The City of Oakland’s Housing and Community Development Department hosted a town hall in the Fruitvale to discuss the efforts being undertaken to remove lead primarily found in housing in East and West Oakland.

In 2021, the city was awarded $14 million out of a $24 million legal settlement from a lawsuit against paint distributors for selling lead-based paint that has affected hundreds of families in Oakland and Alameda County. The funding is intended to be used for lead poisoning reduction and prevention services in paint only, not water or other sources as has been found recently in schools across the city.

The settlement can be used for developing or enhancing programs that abate lead-based paint, providing services to individuals, particularly exposed children, educating the public about hazards caused by lead paint, and covering attorney’s fees incurred in pursuing litigation.

According to the city, there are 22,000 households in need of services for lead issues, most in predominantly low-income or Black and Latino neighborhoods, but only 550 to 600 homes are addressed every year.

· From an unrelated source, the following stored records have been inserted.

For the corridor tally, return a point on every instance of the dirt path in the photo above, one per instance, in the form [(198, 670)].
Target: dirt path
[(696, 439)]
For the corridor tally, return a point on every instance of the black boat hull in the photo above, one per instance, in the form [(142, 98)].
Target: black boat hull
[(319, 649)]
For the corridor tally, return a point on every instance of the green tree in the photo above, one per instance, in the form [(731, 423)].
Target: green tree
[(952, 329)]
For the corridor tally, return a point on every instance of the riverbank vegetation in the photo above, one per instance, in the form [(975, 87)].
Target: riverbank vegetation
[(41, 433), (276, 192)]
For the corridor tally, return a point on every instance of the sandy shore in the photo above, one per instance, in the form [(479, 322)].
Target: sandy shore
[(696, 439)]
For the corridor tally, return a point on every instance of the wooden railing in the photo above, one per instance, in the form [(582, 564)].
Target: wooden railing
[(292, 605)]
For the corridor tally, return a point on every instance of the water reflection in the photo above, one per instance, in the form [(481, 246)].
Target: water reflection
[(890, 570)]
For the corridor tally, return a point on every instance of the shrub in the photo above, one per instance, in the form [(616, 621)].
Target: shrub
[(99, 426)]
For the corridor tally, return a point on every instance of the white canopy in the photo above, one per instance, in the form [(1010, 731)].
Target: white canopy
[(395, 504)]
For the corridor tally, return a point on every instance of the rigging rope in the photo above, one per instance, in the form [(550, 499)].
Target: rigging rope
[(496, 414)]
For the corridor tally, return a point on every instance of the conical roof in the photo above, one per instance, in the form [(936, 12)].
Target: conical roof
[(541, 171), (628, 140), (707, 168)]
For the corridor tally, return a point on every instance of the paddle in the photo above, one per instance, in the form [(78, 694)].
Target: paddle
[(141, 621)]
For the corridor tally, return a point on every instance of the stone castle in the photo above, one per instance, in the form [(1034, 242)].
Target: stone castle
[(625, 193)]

The city is hoping to use part of the multimillion-dollar settlement to increase the number of households served each year.

Most of the homes affected were built prior to 1978, and 12,000 of these homes are considered to be at high risk for lead poisoning.

City councilmember Noel Gallo, who represents a few of the lead-affected Census tracts, said the majority of the poisoned kids and families are coming directly from neighborhoods like the Fruitvale.

“When you look at the [kids being admitted] at the children’s hospital, they’re coming from this community,” Gallo said at the town hall.

In order to eventually rid the highest impacted homes of lead poisoning, the city intends to create programs and activities such as lead-based paint inspections and assessments, full abatement designed to permanently eliminate lead-based paint, or partial abatement for repairs, painting, and specialized cleaning meant for temporary reduction of hazards.

In feedback for what the city could implement in their programming, residents in attendance of the event said they want more accessibility to resources, like blood testing, and information from officials about lead poisoning symptoms, hotlines for assistance, and updates on the reduction of lead in their communities.

Attendees also asked how they’d know where they are on the prioritization list and what would be done to address lead in the water found at several school sites in Oakland last year.

City staff said there will be a follow-up event to gather more community input for programming in August, with finalizations happening in the fall and a pilot launch in early 2026.